Сатура глянула на обложку книги, что так крепко прижимала к груди. Книга называлась «Непокорная девственница». Там была изображена, похоже, та самая девственница, одетая в сложную сбрую из кожи и металла, едва прикрывающую грудь и бёдра. В руках она держала меч, почти в полтора раза длиннее её самой. Кончик этого меча и правая нога в золотом плетёном сандалии опирались на корчащегося в агонии рыцаря в чёрных доспехах. Надо же было так опростоволоситься! Щёки помимо воли залились ярким румянцем. Нужно было что-то ответить лорду, но язык словно присох к нёбу. Бочком, бочком, словно боясь задеть пышные юбки присутствующих дам, Сатура пробралась к выходу и позорно бежала из библиотеки, как будто её поймали за непристойным занятием. Хотя, это ещё как посмотреть. Чтение книжонок, подобных той, что она до сих пор прижимала к груди, в пансионе леди Роэны считалось очень непристойным. За захлопнувшей дверью послышался весёлый смех. Смеялись, в основном, женщины, но слышались среди них и мужские смешки. Ну вот, находится у тётушки чуть больше суток, а уже стала общим посмешищем. И ведь ясно, что сами молодые люди пришли в библиотеку вовсе не за драконьей историей, почему же они позволяют себе смеяться над ней? Что-то подсказывает, что эти каникулы покажутся очень длинными.

***

Сидеть без дела в своей комнате было очень тоскливо.
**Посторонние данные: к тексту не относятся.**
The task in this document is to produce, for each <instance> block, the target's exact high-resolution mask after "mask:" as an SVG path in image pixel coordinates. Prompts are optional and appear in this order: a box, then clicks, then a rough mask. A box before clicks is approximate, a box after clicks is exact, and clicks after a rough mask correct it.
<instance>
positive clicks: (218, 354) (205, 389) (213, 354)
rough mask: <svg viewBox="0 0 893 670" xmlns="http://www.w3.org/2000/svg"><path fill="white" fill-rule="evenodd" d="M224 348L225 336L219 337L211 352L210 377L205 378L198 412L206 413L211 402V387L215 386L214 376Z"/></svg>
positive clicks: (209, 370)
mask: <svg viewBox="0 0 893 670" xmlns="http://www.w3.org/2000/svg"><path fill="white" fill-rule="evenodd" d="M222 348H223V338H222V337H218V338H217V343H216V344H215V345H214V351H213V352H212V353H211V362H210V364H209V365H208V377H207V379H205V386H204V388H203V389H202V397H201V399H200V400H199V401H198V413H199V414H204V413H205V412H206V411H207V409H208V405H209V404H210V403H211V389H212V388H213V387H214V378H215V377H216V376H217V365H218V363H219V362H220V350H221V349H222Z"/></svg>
Почему-то именно в такие моменты, когда голова была ничем не занята, особенно остро воспринималась боль потери. Слух пытался уловить звук маминых шагов за дверью, папин голос или смех Даллена за приоткрытым окном. Умом Сатура понимала, что ничего этого никогда уже не будет. Но глупое сердце никак не могло поверить.

Чем бы занять себя, чтобы не думать? В саду и библиотеке можно было повстречаться с гостями тётушки, а этого Сатуре не хотелось. Пришлось читать книгу, которую унесла из библиотеки. Да-а. Непокорной героиня была только первые три страницы. А потом. Потом она тоже не очень-то покорялась кому-нибудь, но зато очень даже позволяла покоряться мужчинам, что они и делали, с завидной регулярностью меняясь в её постели. И не в постели. Да они ей везде покорялись! Даже зная, что за чтением её никто не видит, Сатура чувствовала, как горят щёки. Это же надо такого напридумывать! Иногда во время чтения складывалось ощущение, что мужчины выстраивались в очередь, чтобы покориться неистовой воительнице. Книжка была глупой и постыдной. Но оторваться было сложно. Ничего, успокаивала себя девушка, никто и никогда не узнает, что она читала такое. Те молодые люди в библиотеке в счёт не идут, потому что не знакомы, а подружкам в пансионе она ни за что не расскажет. Ох, какими же невинными сейчас показались те книги, что девчонки прятали от учителей в пансионе. И как томно замирало сердце только при слове «поцелуй». А здесь. Какой стыд! Сердце не просто замирает, оно останавливается! А ещё. Ещё низ живота одновременно ноет, обмирает и, как будто, горит. И соски становятся такими чувствительными, как будто именно сейчас их лизнёт жрец Ригош, к которому героиня книги пришла покаяться в своих грехах.